Pipes to Conduits part 6: Leftovers

One important use case of the Conduit library is parsing. In order to perform useful parsing, we need to be able to occasionally consume "too much" input, and then put the "leftovers" back into the input stream, as if they had never been consumed.

Today, we will extend the Pipe type yet again, creating a new primitive, leftover, comparable to that of Data.Conduit.

> {-# LANGUAGE TypeOperators #-}
> {-# OPTIONS_GHC -Wall #-}
> 
> module PipeLeftover where
> 
> import Control.Monad.Trans.Free (FreeT(..), FreeF(..), liftF, wrap)
> import Fun ((:&:)(..), (:|:)(..))
> 
> import Data.Void (Void, absurd)
> import Control.Monad (when, forever)
> import Control.Monad.Trans.Class (lift)
> import Control.Monad.Trans.Resource (MonadResource, allocate, release)

Functors

We’ll create yet another synonym for Const, this time called Leftover.

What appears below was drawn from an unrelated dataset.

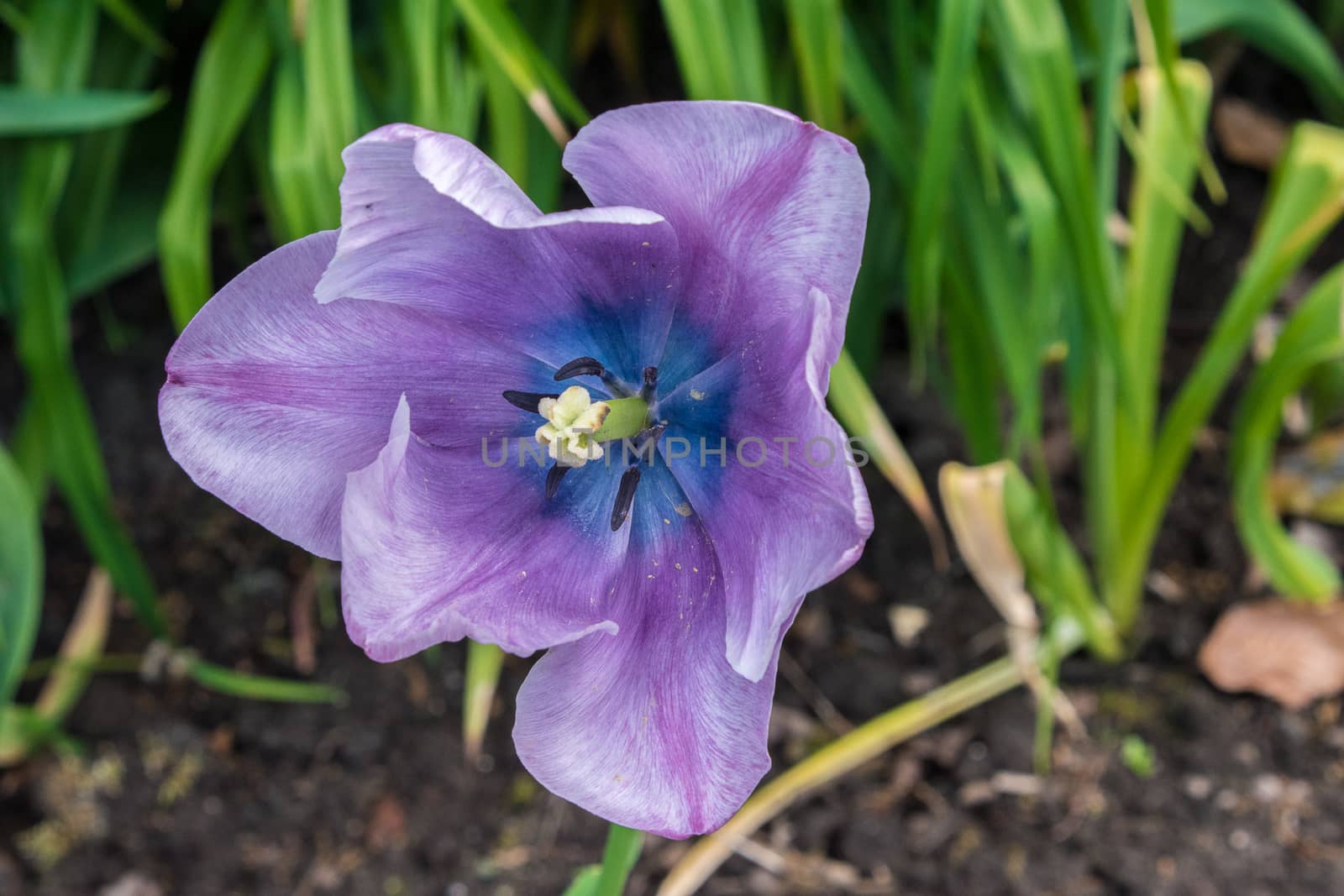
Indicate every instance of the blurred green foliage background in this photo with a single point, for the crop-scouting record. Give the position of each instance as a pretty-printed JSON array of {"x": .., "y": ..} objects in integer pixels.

> newtype Then next = Then next            -- Identity
> newtype Yield o next = Yield o           -- Const
> newtype Await i next = Await (i -> next) -- Fun
> data Abort next = Abort                  -- Empty
> newtype Finalize m next = Finalize (m ()) -- Const
> newtype Leftover l next = Leftover l     -- Const
> instance Functor Then where
>   fmap f (Then next) = Then (f next)
> 
> instance Functor (Yield o) where
>   fmap _f (Yield o) = Yield o
> 
> instance Functor (Await i) where
>   fmap f (Await g) = Await (f . g)
> 
> instance Functor Abort where
>   fmap _f Abort = Abort
> 
> instance Functor (Finalize m) where
>   fmap _f (Finalize m) = Finalize m
> 
> instance Functor (Leftover l) where
>   fmap _f (Leftover l) = Leftover l
> 
> pass :: Monad m => m ()
> pass = return ()
> 
> unreachable :: Monad m => m ()
> unreachable = error "You've reached the unreachable finalizer"

The Pipe type

The usage of leftover will be much like that of yield, we supply a value, and then carry on with our computation. We will therefore bundle Leftover with Then, as we did with YieldThen.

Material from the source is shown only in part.